All elements which make up a combination claim are deemed material and necessary so that omission of one element avoids all charges of infringement. Strumskis v. United States, 200 Ct.Cl. 668, 474 F.2d 623, 627-28, cert. denied, 414 U.S. 1067, 94 S.Ct. 576, 38 L.Ed.2d 472 (1973). “Accordingly, the absence of even one element and its equivalent function of a claimed invention places the accused device outside the coverage of the claims.” Teledyne McCormick Selph v. United States, 214 Ct.Cl. 672, 558 F.2d 1000, 1008 (1977). The foot flange element of the plaintiff’s claim clearly is not reproduced on the Panel Systems panel. The defendants will therefore be granted summary judgment.
The Panel Systems panel employs a tongue and groove interconnection rather than a foot flange. The bottom of the panel contains a groove which does not project rearward, is not parallel to the top of the subjacent panel, does not sit directly upon the tongue of the subjacent panel, terminate in a rear edge, or snugly receive or support the insulation between itself and the top flange. The Panel Systems panel has neither a foot flange nor a substitute that performs the same functions. In fact, the interlock system employed in the Panel Systems panel is more like the Satterfield patent, which the plaintiff distinguished in applying for its patent.
The plaintiff has claimed that the groove is a flange, contending that “bending a piece of structure does not eliminate that piece.” (Hearing transcript at 16; Adams deposition at 26). Beyond the obvious conclusion that the groove does not stick out as a flange does, the structural difference in the Panel Systems panel has altered the functions of the bottom of its panel. The method of interconnection is dramatically different. The Panel Systems panel has lost, because of its structural differences, a central function of the Global Power panel — the ability to be removed without removing all surrounding panels.
The plaintiff’s recent attempt to paint the groove as a flange conflicts with the inventor’s prior testimony (original Adams deposition at 84-85), as well as common sense.

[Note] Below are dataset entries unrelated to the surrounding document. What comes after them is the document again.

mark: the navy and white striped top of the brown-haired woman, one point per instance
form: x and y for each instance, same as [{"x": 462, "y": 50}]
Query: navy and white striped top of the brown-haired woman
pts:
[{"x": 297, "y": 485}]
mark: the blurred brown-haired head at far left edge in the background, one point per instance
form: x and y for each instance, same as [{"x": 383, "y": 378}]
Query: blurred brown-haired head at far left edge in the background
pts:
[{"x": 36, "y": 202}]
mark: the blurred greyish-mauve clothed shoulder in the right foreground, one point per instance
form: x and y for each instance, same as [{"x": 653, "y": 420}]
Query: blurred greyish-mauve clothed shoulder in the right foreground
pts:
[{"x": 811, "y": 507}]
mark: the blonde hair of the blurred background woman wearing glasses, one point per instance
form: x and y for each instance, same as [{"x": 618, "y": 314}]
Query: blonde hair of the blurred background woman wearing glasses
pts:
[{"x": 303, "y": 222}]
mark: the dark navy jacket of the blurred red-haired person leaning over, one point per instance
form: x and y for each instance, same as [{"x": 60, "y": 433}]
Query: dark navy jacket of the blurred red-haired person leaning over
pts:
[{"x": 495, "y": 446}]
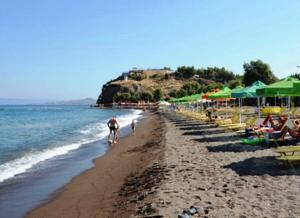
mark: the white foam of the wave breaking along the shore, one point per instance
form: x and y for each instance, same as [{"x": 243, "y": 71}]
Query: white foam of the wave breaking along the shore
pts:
[{"x": 23, "y": 164}]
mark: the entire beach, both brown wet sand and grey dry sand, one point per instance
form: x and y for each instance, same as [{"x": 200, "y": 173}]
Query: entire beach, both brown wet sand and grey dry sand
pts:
[{"x": 173, "y": 163}]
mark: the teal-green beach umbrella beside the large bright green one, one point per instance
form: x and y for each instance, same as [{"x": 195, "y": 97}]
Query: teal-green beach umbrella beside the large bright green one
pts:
[{"x": 249, "y": 91}]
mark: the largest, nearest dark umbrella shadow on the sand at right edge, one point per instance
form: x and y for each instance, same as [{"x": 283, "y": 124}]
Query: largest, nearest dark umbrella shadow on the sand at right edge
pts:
[{"x": 258, "y": 166}]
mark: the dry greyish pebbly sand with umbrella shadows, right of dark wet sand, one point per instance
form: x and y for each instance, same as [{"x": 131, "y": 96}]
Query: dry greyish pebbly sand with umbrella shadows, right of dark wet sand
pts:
[{"x": 212, "y": 171}]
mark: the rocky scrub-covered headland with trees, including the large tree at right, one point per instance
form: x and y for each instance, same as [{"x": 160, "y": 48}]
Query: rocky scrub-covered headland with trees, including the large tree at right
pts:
[{"x": 163, "y": 84}]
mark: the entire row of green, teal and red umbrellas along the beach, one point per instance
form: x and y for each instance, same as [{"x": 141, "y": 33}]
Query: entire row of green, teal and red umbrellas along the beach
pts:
[{"x": 283, "y": 88}]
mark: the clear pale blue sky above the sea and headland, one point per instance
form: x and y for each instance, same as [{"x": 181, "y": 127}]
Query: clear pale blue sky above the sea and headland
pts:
[{"x": 66, "y": 49}]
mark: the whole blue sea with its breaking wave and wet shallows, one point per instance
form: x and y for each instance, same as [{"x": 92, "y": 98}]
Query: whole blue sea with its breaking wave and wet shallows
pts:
[{"x": 43, "y": 147}]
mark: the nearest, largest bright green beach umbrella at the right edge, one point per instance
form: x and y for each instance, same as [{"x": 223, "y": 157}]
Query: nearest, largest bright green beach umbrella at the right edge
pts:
[{"x": 289, "y": 86}]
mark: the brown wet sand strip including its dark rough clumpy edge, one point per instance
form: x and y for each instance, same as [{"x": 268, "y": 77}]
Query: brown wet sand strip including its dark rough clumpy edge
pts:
[{"x": 120, "y": 182}]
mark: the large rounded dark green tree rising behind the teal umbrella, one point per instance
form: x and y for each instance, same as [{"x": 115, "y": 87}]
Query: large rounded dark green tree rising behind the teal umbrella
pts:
[{"x": 258, "y": 70}]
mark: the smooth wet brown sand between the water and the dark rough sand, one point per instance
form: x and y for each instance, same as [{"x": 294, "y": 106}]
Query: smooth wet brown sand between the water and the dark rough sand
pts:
[{"x": 101, "y": 184}]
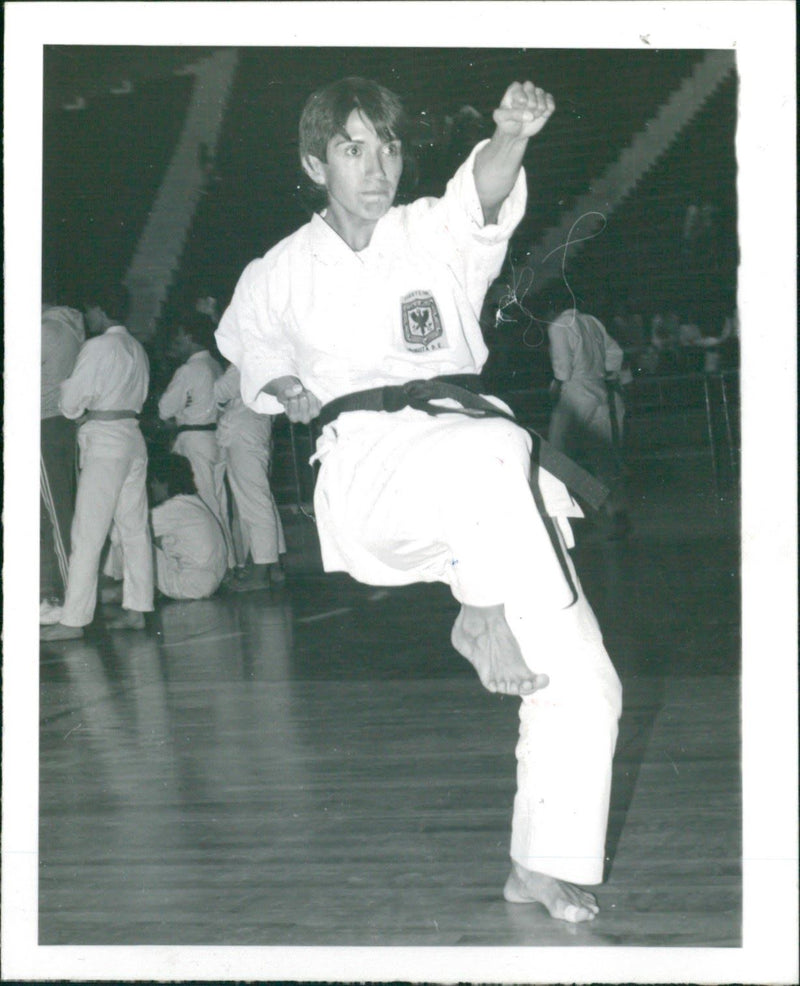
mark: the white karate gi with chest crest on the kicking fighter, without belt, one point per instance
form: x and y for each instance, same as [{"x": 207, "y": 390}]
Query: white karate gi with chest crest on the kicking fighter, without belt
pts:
[{"x": 406, "y": 497}]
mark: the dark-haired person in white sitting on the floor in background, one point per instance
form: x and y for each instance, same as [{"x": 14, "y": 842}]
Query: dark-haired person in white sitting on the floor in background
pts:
[{"x": 191, "y": 557}]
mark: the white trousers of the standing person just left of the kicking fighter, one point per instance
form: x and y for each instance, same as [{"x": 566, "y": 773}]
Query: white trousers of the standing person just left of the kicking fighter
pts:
[{"x": 259, "y": 521}]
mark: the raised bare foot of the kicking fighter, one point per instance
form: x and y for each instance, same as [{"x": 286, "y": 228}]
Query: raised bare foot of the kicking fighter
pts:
[{"x": 482, "y": 635}]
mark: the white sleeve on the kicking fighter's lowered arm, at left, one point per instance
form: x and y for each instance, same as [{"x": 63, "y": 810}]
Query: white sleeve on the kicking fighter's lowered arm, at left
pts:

Nor does the affidavit of Mr. Lackey, which the plaintiff has submitted, alter this Court’s conclusion. Lackey merely concluded that all elements of the Global Power panel were infringed by the defendants, including the foot flange. The evidence from an expert witness for the plaintiff giving a different meaning to easily understandable terms such as flange and tongue and groove “is, of course, not binding on the Court, and can be disregarded.” Thabet Manufacturing Co. v. Kool Vent Metal Awning Corp., 226 F.2d 207, 210 (6th Cir.1955). Mr. Lackey’s affidavit is insufficient to raise a genuine issue of material fact. Because it is “possible to understand without extrinsic evidence the nature of the patented invention, and to determine that the alleged infringing device does not contain all the elements set forth in the patent claim,” a summary judgment of noninfringement is proper in this case. See Graphicana Corp. v. Baia Corp., 472 F.2d 1202, 1204 (6th Cir.1973).
For all of the above reasons, the defendants’ motion for summary judgment will be granted. The defendants’ motion for attorney’s fees under 35 U.S.C. § 285 will be denied, however, because the Court is not persuaded the suit was brought in bad faith.